As hard as it may be to imagine, the dark cloud of the pandemic did produce some silver linings for the foodservice industry. Two that come to mind immediately are the off-premises boom and customers’ willingness to use digital means to remotely interact with restaurants. While those trends were already in motion pre-pandemic, the pandemic accelerated them exponentially, generating faster growth than would have been the case under a more normal business cycle.
Operators with a digital platform that facilitated off-premises dining prior to the pandemic typically thrived during the last year. And with business conditions steadily improving, these operators are ready to seize the moment. Those who dragged their feet with respect to off-premises and digital faced a different reality.
When governments across the country darkened restaurant dining rooms to hopefully slow the spread of COVID-19, many consumers were disappointed. But when off-premises business became the only restaurant dining option in town, they reluctantly got on board and many came to truly value the convenience of drive-thru, curbside and various other forms of delivery. And even as we start to reengage in our pre-pandemic ways, it’s highly likely that although the demand will get reduced from pandemic time, it will still be higher than before.
Now it is time for operators from all segments to reevaluate their digital infrastructure with both an eye on today as well as tomorrow. For fast-food operators it could be digital ordering via kiosks, smartphones, web, or voice ordering options and even smoke signals. OK, maybe not the last one, but you get the point: Anything and everything should be in the conversation at the moment.

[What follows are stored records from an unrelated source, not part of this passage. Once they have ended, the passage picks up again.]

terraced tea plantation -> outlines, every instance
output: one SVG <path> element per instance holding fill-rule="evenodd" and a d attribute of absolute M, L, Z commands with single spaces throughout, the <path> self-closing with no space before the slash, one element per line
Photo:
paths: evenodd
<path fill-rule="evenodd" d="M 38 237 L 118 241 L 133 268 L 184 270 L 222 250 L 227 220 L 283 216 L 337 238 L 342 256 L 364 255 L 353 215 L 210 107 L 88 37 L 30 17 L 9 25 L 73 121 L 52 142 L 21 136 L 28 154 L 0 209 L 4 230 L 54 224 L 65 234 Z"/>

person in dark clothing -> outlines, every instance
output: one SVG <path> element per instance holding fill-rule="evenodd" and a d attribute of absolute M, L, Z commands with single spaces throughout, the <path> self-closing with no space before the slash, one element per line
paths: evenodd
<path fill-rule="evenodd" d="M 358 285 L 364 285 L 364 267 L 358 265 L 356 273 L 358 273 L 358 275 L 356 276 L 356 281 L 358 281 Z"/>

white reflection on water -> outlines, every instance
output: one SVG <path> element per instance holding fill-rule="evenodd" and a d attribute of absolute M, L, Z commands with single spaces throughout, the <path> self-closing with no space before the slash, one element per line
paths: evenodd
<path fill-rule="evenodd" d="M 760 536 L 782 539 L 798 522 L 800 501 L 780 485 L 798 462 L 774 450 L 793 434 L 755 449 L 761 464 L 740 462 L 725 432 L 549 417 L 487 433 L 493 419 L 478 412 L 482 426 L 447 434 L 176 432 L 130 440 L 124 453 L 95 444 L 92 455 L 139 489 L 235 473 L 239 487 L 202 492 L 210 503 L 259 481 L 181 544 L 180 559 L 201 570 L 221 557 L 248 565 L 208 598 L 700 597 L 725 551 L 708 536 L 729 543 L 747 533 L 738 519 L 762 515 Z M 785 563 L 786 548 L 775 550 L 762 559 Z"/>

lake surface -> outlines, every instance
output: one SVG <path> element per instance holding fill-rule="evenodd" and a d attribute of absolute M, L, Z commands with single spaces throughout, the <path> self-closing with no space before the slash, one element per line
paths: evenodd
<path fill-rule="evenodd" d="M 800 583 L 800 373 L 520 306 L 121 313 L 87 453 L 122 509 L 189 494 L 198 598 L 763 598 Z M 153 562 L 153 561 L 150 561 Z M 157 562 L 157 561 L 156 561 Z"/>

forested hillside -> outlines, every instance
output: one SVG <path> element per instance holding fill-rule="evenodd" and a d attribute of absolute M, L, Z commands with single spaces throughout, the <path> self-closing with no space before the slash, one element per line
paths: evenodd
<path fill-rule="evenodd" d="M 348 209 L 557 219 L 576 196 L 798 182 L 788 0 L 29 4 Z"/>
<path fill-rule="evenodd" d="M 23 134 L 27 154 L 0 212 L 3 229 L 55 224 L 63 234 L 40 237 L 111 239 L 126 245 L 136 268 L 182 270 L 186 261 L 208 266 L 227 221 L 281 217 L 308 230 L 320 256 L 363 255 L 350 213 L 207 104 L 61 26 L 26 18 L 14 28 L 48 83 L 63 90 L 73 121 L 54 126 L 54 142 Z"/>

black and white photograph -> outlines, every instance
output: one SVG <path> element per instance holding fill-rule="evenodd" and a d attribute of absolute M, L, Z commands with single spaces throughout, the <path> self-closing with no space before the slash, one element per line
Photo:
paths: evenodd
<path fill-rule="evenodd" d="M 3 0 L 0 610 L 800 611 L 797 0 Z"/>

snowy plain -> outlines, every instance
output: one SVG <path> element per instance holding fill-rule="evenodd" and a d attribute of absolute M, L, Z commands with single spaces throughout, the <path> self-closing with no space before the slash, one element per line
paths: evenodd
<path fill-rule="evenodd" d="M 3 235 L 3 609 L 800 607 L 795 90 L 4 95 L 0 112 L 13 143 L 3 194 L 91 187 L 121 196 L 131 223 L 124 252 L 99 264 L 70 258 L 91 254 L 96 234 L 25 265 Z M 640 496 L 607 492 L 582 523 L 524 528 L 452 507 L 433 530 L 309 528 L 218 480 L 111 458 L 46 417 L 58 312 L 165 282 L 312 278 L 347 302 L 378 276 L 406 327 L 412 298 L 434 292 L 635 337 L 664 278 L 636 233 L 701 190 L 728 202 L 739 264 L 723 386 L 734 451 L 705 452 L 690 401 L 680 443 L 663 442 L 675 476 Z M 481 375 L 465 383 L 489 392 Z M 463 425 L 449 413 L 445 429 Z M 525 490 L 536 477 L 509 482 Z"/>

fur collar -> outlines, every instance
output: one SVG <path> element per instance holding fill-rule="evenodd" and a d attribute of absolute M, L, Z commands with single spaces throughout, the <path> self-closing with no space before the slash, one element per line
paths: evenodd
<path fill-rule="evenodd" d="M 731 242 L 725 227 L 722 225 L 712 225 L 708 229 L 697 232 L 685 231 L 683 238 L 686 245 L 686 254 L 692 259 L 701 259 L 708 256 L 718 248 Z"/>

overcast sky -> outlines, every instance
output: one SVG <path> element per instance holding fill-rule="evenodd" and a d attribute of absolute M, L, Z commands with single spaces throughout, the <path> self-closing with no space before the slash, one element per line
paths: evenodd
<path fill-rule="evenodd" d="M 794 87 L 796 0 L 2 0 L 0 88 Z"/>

For full-service restaurants this means exploring digital menus, pay-at-the-table solutions and other technologies that maximize the efficiency of the time servers and staff interface with guests. This may seem like an option that could erode a brand experience, but if the tableside technology the customer uses is convenient, like calling the server with a touch of a screen or being able to order additional food or drink items the same way, guests will likely appreciate and embrace these options. Nobody complains when they can get more of what they want when they want it. One simple technology application that blossomed during the pandemic is the use of QR codes for everything. They are everywhere now. In one application a sign with a QR has replaced preview boards in the drive-thru.
The application of technology to help drive sales and guest satisfaction can help operators address another significant challenge they face at the moment: labor. Labor represents a dual challenge in that it is both tight and costs continue to rise. Depending on who you ask, a tight labor market may be the new normal for the restaurant industry, at least for a while. Between finding jobs in other industries because restaurants were shut down, or operated at such reduced capacities for so long and various other factors, there has been a mass exodus among the restaurant workforce.
The labor crunch is so tough in some states that many quick-serve restaurants have opted to not open their dining rooms, instead sticking with their off-premises service modes. Coincidentally, even without the dining room side of the business many QSR concepts continue to thrive and drive more sales. That’s because aside from the labor cost of delivering the food, off-premises is more profitable for many fast-food concepts. To compensate for the delivery cost, many concepts charge more for the perceived convenience of delivery. The key word here is convenience. The question remains, though: Is delivery more convenient for the customer or the operator? The answer probably does not matter because in the end consumers continue to show a willingness to pay more for delivery, so everyone is happy.
If the challenges the restaurant industry faces seem daunting, that’s only because they are. Keep in mind, though, many other industries are in a similar situation. And today’s challenges of how to reopen to full capacity are far better than the ones we were dealing with just one year ago.
For the past few weeks I have been looking to purchase a new car, since my lease expires soon. And wouldn’t you know it: There is a shortage of new cars and a high demand for used cars. It took me a while to find a new car but on the positive side, for the first time in my life, I could sell my leased car and get more money than the residual value of the vehicle. So the same tailwind that made it challenging finding a new car helped me get more money for my old one. I asked the salesman that finally sold me the new car about what happens if the dealer has no new cars to sell. His reply: They will sell used cars. This is how car dealers are pivoting. By the way, he also mentioned that except for the first couple of months of the pandemic, they have been extremely busy.
We are in a great place to reinvent ourselves and get on with the so-called new normal by adapting as necessary to thrive in 2021 and beyond. Embrace technology, customer behavioral changes and all the other silver linings of the new business environment.